04.06.07 @ 18:30:57. Archivado en Oleaje verde
En el Sahel el agua es el bien más codiciado y más escaso. En la estación seca hallar una brizna de hierba verde es el objetivo esencial de los rebaños de vacas, cabras, camellos y herbívoros salvajes. Pero lo que encuentran es, en cada acacia, en cada matorral, prendido en cada matojo, bolsas de plástico que se agitan convulsamente movidos por el harmatán, el duro viento del desierto. El plástico “adorna ” cada arbol , abraza lo pies de cualquier pequeña mata, se arrastra por todo el desierto, hasta encontrar asidero y allí, como una garrapata negra, se aferra pespunteando con su suciedad todo el horizonte.
Los alrededores de los poblados africanos de toda la franja subsahariana, sumidos la mayoría en el neolítico, aportan al paisaje como elemento de modernidad una atroz contaminación del plástico.
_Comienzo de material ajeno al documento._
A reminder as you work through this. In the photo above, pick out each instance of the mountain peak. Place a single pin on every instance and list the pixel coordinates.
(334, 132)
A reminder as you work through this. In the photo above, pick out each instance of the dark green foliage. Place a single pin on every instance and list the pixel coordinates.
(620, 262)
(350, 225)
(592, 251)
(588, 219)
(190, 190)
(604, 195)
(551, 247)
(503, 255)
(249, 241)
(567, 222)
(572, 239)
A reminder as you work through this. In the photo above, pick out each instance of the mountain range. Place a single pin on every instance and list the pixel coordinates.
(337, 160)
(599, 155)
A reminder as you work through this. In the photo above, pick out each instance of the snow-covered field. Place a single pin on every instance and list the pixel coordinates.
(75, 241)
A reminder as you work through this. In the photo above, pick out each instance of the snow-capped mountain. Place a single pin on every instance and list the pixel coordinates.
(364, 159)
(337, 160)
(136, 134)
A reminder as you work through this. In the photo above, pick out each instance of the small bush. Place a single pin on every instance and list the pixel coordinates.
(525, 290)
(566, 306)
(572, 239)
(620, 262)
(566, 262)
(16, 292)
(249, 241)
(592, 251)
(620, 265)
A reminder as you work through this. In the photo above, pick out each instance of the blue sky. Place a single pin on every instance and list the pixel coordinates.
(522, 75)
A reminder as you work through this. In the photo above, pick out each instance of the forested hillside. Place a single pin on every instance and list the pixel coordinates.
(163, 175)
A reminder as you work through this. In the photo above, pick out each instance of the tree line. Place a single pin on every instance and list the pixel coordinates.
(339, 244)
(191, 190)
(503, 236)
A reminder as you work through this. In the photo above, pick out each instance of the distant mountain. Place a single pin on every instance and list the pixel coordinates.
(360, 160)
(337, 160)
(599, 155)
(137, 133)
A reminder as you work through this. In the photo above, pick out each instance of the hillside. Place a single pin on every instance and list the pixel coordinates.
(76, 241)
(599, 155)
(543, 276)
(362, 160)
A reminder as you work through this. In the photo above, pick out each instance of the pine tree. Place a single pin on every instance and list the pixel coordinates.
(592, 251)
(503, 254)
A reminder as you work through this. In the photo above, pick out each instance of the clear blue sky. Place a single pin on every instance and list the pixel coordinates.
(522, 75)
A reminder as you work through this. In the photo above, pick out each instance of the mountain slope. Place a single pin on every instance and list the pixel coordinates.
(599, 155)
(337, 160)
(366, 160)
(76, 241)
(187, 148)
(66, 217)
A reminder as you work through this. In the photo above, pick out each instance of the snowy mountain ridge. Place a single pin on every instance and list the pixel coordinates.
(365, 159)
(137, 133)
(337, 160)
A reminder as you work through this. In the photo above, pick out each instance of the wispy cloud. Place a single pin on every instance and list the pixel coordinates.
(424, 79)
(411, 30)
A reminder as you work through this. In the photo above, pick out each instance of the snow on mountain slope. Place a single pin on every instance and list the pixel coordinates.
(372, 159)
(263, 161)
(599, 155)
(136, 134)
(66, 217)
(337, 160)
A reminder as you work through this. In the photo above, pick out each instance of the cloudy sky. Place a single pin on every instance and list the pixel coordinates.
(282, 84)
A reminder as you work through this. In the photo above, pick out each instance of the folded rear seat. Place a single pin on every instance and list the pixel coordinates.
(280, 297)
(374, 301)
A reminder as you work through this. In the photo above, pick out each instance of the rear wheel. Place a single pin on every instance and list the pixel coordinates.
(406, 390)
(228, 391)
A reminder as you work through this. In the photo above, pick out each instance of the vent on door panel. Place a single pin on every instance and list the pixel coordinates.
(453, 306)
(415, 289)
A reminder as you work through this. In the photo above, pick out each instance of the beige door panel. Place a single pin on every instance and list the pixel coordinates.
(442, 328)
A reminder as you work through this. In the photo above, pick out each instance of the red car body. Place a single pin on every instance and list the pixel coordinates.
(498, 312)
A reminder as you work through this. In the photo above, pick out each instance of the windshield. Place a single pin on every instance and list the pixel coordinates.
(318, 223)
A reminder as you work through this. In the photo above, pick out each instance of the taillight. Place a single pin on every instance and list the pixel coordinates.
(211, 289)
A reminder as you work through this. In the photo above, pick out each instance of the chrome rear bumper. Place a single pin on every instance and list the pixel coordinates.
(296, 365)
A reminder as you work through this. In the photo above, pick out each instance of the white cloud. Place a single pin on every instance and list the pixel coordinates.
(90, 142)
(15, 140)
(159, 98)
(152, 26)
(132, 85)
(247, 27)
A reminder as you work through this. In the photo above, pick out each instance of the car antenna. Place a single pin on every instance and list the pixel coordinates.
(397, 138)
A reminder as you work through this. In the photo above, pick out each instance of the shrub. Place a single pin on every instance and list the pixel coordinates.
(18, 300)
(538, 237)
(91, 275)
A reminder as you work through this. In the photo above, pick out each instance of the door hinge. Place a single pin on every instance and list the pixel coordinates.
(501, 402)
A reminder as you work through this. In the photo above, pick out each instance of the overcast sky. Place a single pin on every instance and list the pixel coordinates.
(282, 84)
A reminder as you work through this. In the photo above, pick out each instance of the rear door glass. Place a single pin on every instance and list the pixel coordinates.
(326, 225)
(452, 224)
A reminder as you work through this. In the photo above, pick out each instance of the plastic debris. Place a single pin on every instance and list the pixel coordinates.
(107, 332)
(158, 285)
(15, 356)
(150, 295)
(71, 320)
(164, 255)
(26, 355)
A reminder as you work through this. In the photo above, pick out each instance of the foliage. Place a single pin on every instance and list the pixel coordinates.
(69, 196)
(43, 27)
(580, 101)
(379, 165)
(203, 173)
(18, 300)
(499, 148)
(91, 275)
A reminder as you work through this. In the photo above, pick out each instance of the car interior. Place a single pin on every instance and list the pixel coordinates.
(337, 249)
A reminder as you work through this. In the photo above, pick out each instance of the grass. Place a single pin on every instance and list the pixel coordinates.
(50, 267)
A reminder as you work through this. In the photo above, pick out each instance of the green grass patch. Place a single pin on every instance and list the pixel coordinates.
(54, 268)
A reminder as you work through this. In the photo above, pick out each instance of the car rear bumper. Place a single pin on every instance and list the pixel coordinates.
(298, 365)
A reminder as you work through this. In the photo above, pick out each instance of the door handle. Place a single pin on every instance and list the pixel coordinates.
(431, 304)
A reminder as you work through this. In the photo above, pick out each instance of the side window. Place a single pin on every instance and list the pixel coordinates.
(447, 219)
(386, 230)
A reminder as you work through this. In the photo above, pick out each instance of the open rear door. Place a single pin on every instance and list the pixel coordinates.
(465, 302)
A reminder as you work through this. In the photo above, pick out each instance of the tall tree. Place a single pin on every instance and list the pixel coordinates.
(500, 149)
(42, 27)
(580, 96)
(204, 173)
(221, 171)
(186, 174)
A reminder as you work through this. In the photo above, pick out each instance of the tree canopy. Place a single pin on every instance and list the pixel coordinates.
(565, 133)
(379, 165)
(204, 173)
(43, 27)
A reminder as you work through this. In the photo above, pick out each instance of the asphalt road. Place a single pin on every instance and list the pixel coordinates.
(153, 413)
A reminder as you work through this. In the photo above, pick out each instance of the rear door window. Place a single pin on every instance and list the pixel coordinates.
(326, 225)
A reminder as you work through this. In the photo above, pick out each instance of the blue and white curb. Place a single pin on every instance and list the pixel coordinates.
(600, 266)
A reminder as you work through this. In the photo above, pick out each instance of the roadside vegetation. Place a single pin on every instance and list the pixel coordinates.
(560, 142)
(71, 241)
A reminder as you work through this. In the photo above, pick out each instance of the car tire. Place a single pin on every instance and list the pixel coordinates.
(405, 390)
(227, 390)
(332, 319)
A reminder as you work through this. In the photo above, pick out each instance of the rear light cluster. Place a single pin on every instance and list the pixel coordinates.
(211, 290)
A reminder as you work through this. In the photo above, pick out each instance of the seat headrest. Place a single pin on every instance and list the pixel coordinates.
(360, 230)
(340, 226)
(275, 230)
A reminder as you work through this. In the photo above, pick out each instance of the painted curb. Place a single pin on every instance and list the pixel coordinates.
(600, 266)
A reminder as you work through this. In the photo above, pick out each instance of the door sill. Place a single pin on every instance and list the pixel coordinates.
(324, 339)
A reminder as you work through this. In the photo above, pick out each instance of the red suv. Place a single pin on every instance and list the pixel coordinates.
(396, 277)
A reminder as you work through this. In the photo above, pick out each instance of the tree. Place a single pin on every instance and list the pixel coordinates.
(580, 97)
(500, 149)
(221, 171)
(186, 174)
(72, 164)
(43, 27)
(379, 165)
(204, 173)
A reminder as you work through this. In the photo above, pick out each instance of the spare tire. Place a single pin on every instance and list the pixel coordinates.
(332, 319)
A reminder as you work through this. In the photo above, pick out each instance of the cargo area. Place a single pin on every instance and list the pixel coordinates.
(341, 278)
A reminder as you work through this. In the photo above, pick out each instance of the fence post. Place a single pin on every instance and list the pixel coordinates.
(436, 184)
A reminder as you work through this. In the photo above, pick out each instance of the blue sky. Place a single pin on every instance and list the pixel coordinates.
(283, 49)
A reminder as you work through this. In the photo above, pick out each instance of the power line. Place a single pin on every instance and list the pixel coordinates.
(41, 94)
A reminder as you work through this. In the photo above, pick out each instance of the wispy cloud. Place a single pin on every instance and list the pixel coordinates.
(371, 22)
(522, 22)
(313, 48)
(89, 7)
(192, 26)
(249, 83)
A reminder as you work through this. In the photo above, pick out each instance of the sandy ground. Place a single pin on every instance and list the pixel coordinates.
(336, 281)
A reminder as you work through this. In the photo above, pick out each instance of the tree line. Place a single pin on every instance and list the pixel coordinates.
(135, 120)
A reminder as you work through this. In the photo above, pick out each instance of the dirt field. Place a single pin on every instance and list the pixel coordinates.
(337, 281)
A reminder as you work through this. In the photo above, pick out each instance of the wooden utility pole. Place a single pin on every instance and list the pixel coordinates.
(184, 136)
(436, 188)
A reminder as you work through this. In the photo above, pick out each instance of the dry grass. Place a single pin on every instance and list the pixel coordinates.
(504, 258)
La bolsa de plástico , extendida desde los emplazamientos humanos a decenas de kilómetros a la redonda, no es en absoluto signo de riqueza, sino de miseria.
La vista se le ha entristecido a uno muchas veces ante el penoso espectáculo. Y no solo en el sahel sino en todo el mundo. En el mundo primero y en el último. En esto tienen razón los “gringos”. Ellos siempre con su bolsita o bolsaza de papel. Que se degrada, que se deshace, que desaparece. El plástico no. Supone la porquería eterna.